Volunteers at Waltham Forest Migrant Actions weekly support centre in Walthamstow
Volunteers at Waltham Forest Migrant Actions weekly support centre in Walthamstow

The chair of campaign group Waltham Forest Migrant Action, Douglas Saltmarshe, makes an appeal for kindness

The death of 39 people locked in a lorry in an Essex port is a desperate matter that highlights the extreme peril to which people seeking asylum, safety or economic security are exposed in their negotiation of national borders.

Events such as these are happening because of the failure of governments to humanely and properly address the pressures of migrants, refugees and asylum seekers. Barriers to safety, be they walls or bureaucracy, provide gangs and traffickers with opportunities for exploitation – the consequence is tragedies such as the one at Grays in October.

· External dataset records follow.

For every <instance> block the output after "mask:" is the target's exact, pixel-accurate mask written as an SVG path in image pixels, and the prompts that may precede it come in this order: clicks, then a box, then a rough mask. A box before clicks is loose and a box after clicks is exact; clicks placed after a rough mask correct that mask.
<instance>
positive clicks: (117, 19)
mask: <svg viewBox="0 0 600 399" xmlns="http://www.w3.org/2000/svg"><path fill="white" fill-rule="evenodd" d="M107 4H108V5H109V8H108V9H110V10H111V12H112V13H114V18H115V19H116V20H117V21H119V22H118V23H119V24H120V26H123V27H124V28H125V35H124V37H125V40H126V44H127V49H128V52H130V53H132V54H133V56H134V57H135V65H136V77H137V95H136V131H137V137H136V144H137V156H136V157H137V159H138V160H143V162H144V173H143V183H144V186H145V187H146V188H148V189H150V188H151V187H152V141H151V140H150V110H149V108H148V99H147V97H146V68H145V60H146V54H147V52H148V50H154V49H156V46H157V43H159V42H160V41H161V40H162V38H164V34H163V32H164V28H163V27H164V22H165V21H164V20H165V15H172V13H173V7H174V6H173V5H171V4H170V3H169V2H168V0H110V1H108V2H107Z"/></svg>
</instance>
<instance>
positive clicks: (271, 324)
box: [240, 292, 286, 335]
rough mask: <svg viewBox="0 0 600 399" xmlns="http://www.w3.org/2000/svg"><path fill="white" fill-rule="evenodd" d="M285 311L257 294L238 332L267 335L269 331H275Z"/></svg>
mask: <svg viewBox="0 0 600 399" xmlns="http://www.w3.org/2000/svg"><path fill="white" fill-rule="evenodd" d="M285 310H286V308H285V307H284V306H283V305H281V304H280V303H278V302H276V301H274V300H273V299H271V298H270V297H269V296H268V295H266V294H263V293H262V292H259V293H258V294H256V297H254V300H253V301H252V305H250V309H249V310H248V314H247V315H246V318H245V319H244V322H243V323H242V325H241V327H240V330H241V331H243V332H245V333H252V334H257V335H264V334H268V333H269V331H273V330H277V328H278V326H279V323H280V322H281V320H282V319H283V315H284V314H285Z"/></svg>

People move because they have to; very few want to leave their home and roots. People flee from conflicts, repressive regimes, discrimination and the consequences of climate change. It is the duty of governments to organise a safe and fair means by which migrants can enter a country and, having done so, ensure these people are treated in a decent and humane manner.

In recent years the UK government has systematically developed a so-called ‘hostile environment’ policy, resulting in migrants having to prove their status not just when they enter the country but whenever they rent a room, open a bank account, or access health services.

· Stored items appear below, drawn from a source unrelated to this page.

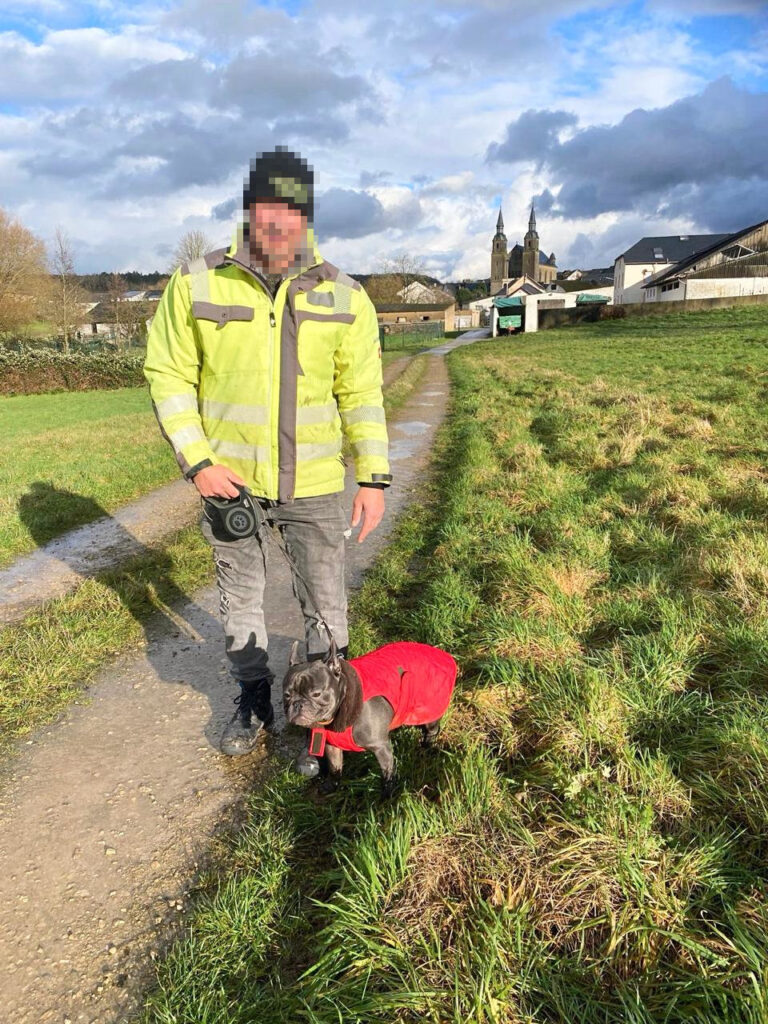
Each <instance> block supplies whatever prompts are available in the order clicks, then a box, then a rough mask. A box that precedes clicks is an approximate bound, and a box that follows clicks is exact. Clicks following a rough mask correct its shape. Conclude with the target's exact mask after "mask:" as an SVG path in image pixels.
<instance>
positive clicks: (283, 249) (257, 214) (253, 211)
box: [248, 202, 306, 273]
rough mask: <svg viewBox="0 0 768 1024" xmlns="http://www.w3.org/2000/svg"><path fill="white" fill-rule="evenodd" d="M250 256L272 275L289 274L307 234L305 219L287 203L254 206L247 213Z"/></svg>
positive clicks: (292, 207)
mask: <svg viewBox="0 0 768 1024" xmlns="http://www.w3.org/2000/svg"><path fill="white" fill-rule="evenodd" d="M248 220H249V236H250V244H251V255H252V256H254V257H255V258H256V259H257V260H258V261H259V262H261V263H263V264H264V266H265V267H266V269H267V271H268V272H269V273H280V271H281V270H287V269H288V267H289V266H291V264H292V263H293V262H294V259H295V257H296V253H297V252H298V251H299V250H300V249H301V247H302V245H303V242H304V237H305V234H306V217H305V216H304V215H303V213H301V211H300V210H295V209H294V208H293V207H291V206H288V205H287V204H286V203H271V202H264V203H252V204H251V206H250V208H249V210H248Z"/></svg>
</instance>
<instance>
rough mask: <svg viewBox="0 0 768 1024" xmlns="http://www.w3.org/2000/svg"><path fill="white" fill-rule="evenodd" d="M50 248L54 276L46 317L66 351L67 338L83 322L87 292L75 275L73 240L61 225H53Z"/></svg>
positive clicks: (69, 338)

The hostile environment is designed to deter anyone wishing to come here and also encourage migrants to leave by making their lives in Britain more difficult. The system is underpinned by large numbers of forced removals, often brutally conducted, many of which we know nothing about. This situation, along with the consequences of economic austerity and reduction in legal aid, forms the background to the activities of our campaign group, Waltham Forest Migrant Action (WFMA).

At our weekly drop-in centre in Walthamstow every Friday, almost two-thirds of visitors are women – and most of them have children. Of particular concern is the denial of free school meals to children whose parents are deemed by the government to have “no recourse to public funds”. They need advice in negotiating the welfare system, filling out forms, and dealing with housing and immigration. We also refer some people to local foodbanks.

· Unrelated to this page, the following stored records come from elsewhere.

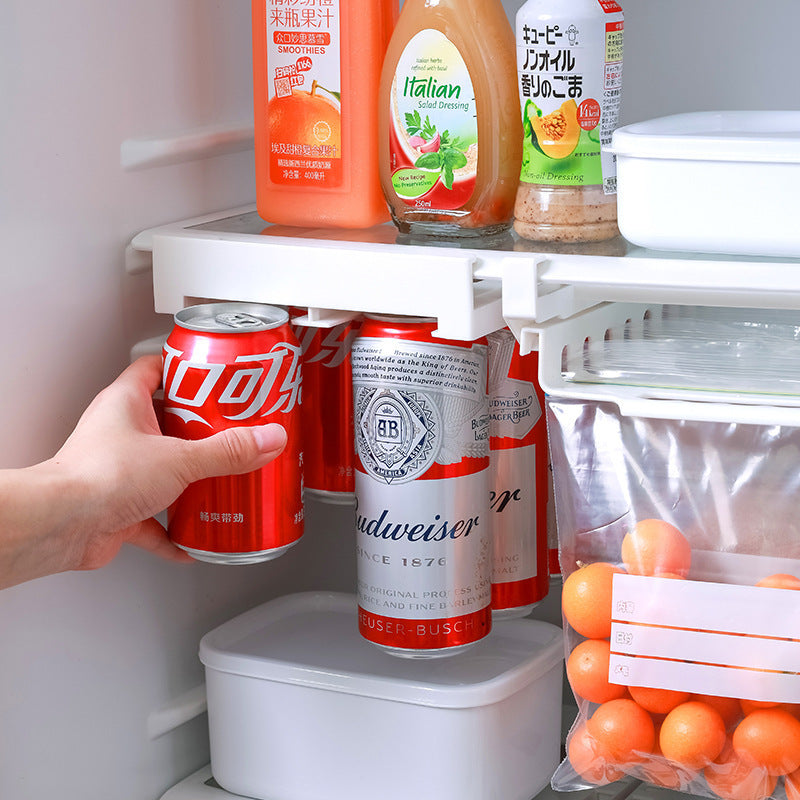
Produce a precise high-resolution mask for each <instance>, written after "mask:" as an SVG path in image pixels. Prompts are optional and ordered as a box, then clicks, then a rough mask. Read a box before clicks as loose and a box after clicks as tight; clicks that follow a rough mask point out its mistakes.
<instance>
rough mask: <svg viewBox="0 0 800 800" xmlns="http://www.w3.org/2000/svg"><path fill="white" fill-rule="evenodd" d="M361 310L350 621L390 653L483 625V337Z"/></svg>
mask: <svg viewBox="0 0 800 800" xmlns="http://www.w3.org/2000/svg"><path fill="white" fill-rule="evenodd" d="M435 327H436V325H435V323H434V322H433V321H431V320H427V319H424V320H421V319H415V318H409V317H405V318H394V317H377V316H376V317H368V318H367V319H366V320H365V321H364V323H363V326H362V328H361V331H360V333H359V335H358V337H357V338H356V340H355V342H354V344H353V355H352V357H353V395H354V397H353V405H354V419H355V432H356V452H357V460H356V467H357V469H356V487H355V488H356V530H357V534H356V537H357V578H358V581H357V583H358V606H359V610H358V626H359V631H360V632H361V634H362V636H364V637H365V638H366V639H368V640H369V641H371V642H373V643H375V644H376V645H378V646H379V647H381V648H382V649H384V650H386V651H387V652H390V653H392V654H394V655H400V656H406V657H411V658H421V657H432V656H443V655H450V654H454V653H457V652H460V651H461V650H463V649H465V648H467V647H469V646H470V645H471V644H473V643H475V642H477V641H478V640H480V639H482V638H483V637H484V636H486V635H487V634H488V633H489V630H490V628H491V608H490V602H491V526H490V523H489V519H488V517H489V419H488V397H487V388H486V387H487V375H486V357H487V345H486V340H485V339H482V340H479V341H477V342H455V341H448V340H443V339H435V338H434V337H433V335H432V332H433V330H434V328H435Z"/></svg>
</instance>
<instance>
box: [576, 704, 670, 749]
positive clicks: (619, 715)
mask: <svg viewBox="0 0 800 800" xmlns="http://www.w3.org/2000/svg"><path fill="white" fill-rule="evenodd" d="M586 727H587V729H588V731H589V733H590V734H591V735H592V736H593V737H594V738H595V739H597V741H598V742H599V743H600V745H601V747H602V748H603V749H604V750H605V751H606V752H608V753H609V755H610V757H611V760H612V761H613V762H614V763H616V764H626V763H635V762H637V761H641V760H642V758H644V757H646V756H647V754H648V753H652V751H653V747H654V746H655V743H656V729H655V725H654V724H653V719H652V717H651V716H650V715H649V714H648V713H647V712H646V711H645V710H644V709H643V708H642V707H641V706H640V705H639V704H638V703H636V702H634V701H633V700H630V699H628V698H622V699H620V700H609V701H608V702H607V703H603V705H601V706H600V708H598V709H597V710H596V711H595V712H594V714H592V716H591V717H590V719H589V721H588V722H587V723H586Z"/></svg>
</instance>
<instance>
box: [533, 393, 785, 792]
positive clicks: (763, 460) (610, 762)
mask: <svg viewBox="0 0 800 800" xmlns="http://www.w3.org/2000/svg"><path fill="white" fill-rule="evenodd" d="M547 413H548V429H549V435H550V444H551V460H552V465H553V474H554V479H555V506H556V518H557V525H558V537H559V558H560V564H561V571H562V574H563V576H564V587H563V595H562V603H563V605H562V608H563V612H564V632H565V648H566V655H567V677H568V679H569V680H570V685H571V686H572V689H573V693H574V694H575V696H576V701H577V703H578V709H579V713H578V716H577V719H576V721H575V723H574V725H573V727H572V729H571V731H570V733H569V736H568V739H567V758H566V759H565V761H564V762H563V763H562V764H561V765H560V767H559V768H558V770H557V771H556V773H555V775H554V776H553V782H552V783H553V788H554V789H556V790H558V791H570V790H576V789H586V788H588V787H590V786H593V785H594V786H596V785H602V784H604V783H608V782H610V781H613V780H617V779H619V778H622V777H624V776H625V775H632V776H634V777H636V778H639V779H641V780H644V781H648V782H650V783H653V784H655V785H658V786H664V787H667V788H669V789H677V790H680V791H685V792H690V793H692V794H695V795H699V796H704V797H712V798H720V797H721V798H724V800H761V799H762V798H767V797H774V798H787V800H800V591H798V590H800V429H795V428H786V427H780V426H757V425H737V424H728V423H709V422H690V421H680V420H679V421H675V420H659V419H643V418H631V417H624V416H622V415H620V413H619V410H618V408H617V407H616V406H615V405H613V404H610V403H596V402H589V401H580V400H557V399H552V398H551V399H549V400H548V412H547Z"/></svg>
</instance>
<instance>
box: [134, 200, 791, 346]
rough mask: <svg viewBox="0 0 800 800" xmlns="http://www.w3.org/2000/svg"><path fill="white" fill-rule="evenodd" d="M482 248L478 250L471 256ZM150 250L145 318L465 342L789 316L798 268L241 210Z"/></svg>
mask: <svg viewBox="0 0 800 800" xmlns="http://www.w3.org/2000/svg"><path fill="white" fill-rule="evenodd" d="M481 245H482V246H481ZM147 252H150V253H152V260H153V278H154V294H155V306H156V310H157V311H159V312H162V313H174V312H176V311H178V310H180V308H182V307H184V306H185V305H186V304H187V303H189V302H193V301H195V300H197V299H230V300H248V301H254V302H270V303H278V304H288V305H298V306H307V307H309V308H318V309H335V310H338V311H351V312H364V311H367V312H377V313H394V314H408V315H415V316H430V317H436V318H437V319H438V320H439V332H440V334H441V335H442V336H448V337H451V338H460V339H472V338H475V337H477V336H480V335H483V334H484V333H487V332H489V331H491V330H495V329H496V328H498V327H501V326H502V325H503V324H505V323H504V320H505V319H516V320H524V321H526V322H532V323H542V322H546V321H548V320H551V319H555V318H562V319H564V318H568V317H571V316H573V315H574V314H576V313H578V312H580V311H583V310H584V309H587V308H590V307H591V306H594V305H597V304H598V303H601V302H606V301H623V302H634V303H648V304H652V303H683V304H692V305H716V306H729V307H736V306H742V305H746V306H749V307H759V308H800V262H798V261H792V260H789V259H775V258H747V257H740V256H713V255H699V254H698V255H695V254H686V253H668V252H659V251H651V250H645V249H642V248H638V247H633V246H631V245H628V244H627V243H626V242H624V240H622V239H617V240H613V241H611V242H600V243H596V244H588V245H584V246H567V245H561V246H558V245H552V246H547V245H544V244H535V243H532V242H526V241H524V240H520V239H519V238H517V237H516V236H513V235H511V234H509V235H508V236H506V237H505V238H503V239H501V240H499V241H498V240H493V241H488V242H480V243H479V244H471V243H464V245H463V246H456V245H455V244H446V243H442V242H434V243H432V242H430V241H425V242H420V241H413V240H407V239H404V238H403V237H402V236H400V235H399V234H398V233H397V232H396V230H395V228H394V226H392V225H390V224H386V225H381V226H377V227H375V228H371V229H369V230H366V231H329V230H315V229H308V228H287V227H279V226H271V225H268V224H267V223H265V222H263V221H262V220H261V219H260V218H259V217H258V214H257V213H256V212H255V208H254V207H251V206H248V207H245V208H239V209H233V210H230V211H224V212H220V213H218V214H214V215H210V216H206V217H202V218H198V219H192V220H185V221H183V222H177V223H174V224H171V225H165V226H162V227H158V228H153V229H150V230H147V231H144V232H143V233H141V234H139V235H138V236H137V237H136V238H135V239H134V240H133V242H132V244H131V247H130V248H129V254H128V255H129V268H130V269H131V270H132V271H140V270H141V269H142V263H143V255H146V253H147Z"/></svg>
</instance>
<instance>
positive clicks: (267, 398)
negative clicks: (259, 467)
mask: <svg viewBox="0 0 800 800" xmlns="http://www.w3.org/2000/svg"><path fill="white" fill-rule="evenodd" d="M163 354H164V423H163V427H164V433H165V434H167V435H169V436H177V437H180V438H183V439H202V438H205V437H207V436H211V435H212V434H214V433H217V432H218V431H221V430H224V429H226V428H230V427H234V426H254V425H263V424H266V423H268V422H278V423H280V424H281V425H283V426H284V427H285V428H286V432H287V434H288V443H287V445H286V449H285V450H284V452H283V453H281V455H280V456H279V457H278V458H277V459H276V460H275V461H273V462H272V463H270V464H267V466H265V467H263V468H262V469H259V470H256V471H255V472H250V473H247V474H246V475H235V476H226V477H218V478H206V479H204V480H200V481H197V482H196V483H193V484H191V485H190V486H189V487H188V488H187V489H186V490H185V491H184V492H183V494H182V495H181V496H180V497H179V498H178V499H177V500H176V501H175V503H174V504H173V505H172V506H171V507H170V508H169V510H168V532H169V536H170V538H171V539H172V541H173V542H174V543H175V544H176V545H178V547H181V548H182V549H184V550H186V551H187V552H188V553H190V554H191V555H192V556H193V557H194V558H196V559H198V560H200V561H209V562H212V563H217V564H252V563H256V562H259V561H268V560H270V559H272V558H276V557H277V556H279V555H281V554H282V553H284V552H285V551H286V550H287V549H288V548H289V547H291V546H292V545H293V544H295V543H296V542H297V541H298V539H300V537H301V535H302V533H303V473H302V467H303V450H302V436H301V419H300V400H301V380H302V373H301V362H300V345H299V343H298V342H297V339H296V338H295V336H294V334H293V333H292V331H291V328H290V326H289V315H288V314H287V312H286V311H284V310H283V309H280V308H276V307H275V306H266V305H256V304H246V303H209V304H205V305H199V306H192V307H189V308H185V309H183V310H182V311H179V312H178V313H177V314H176V315H175V327H174V328H173V330H172V332H171V333H170V335H169V338H168V339H167V341H166V343H165V345H164V351H163Z"/></svg>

Last year, we saw visitors from 47 different countries. We have seen a steady normalisation of abusive standards towards those who seek to enter the country for legitimate reasons, such as asylum, family unification, and work. Remember that the NHS is only able to continue thanks to recruiting staff from across the world.

Another major concern of WFMA is Brexit. There are storm clouds whichever direction we head in; if we leave the European Union (EU) under a hard-right government, we can only expect a tightening of legislation against migrants and the introduction of a discriminatory points-based immigration system; if we end up remaining in the EU, we have to expect an upsurge of dark forces emanating from the far right. Such groups are already focusing their attentions on incomers, to an even greater extent than they did in 2016.

What is clear is that liberal values are crumbling in many places across the world. To counteract the powerful anti-liberal forces in Britain, we need to champion the values that are important to us and by which we consent to be governed. Politicians have failed us miserably and continue to do so.

Yet we must look at the positives. For example, MPs are signing up to the Global Justice Now pledge not to report migrants to the Home Office; while the campaign Docs Not Cops encourages the NHS to ask patients “how are you?” not “who are you?”. There’s also cause for optimism when we look at the way people interact on a daily basis. In Waltham Forest we are blessed by being part of a mosaic of cultures that offer diverse forms of welcome to outsiders and those in need – there are at least six foodbanks in the borough and welfare and legal counselling is made freely available.

Nevertheless, without an increase in state resources to reduce this dependency, the outlook is bleak.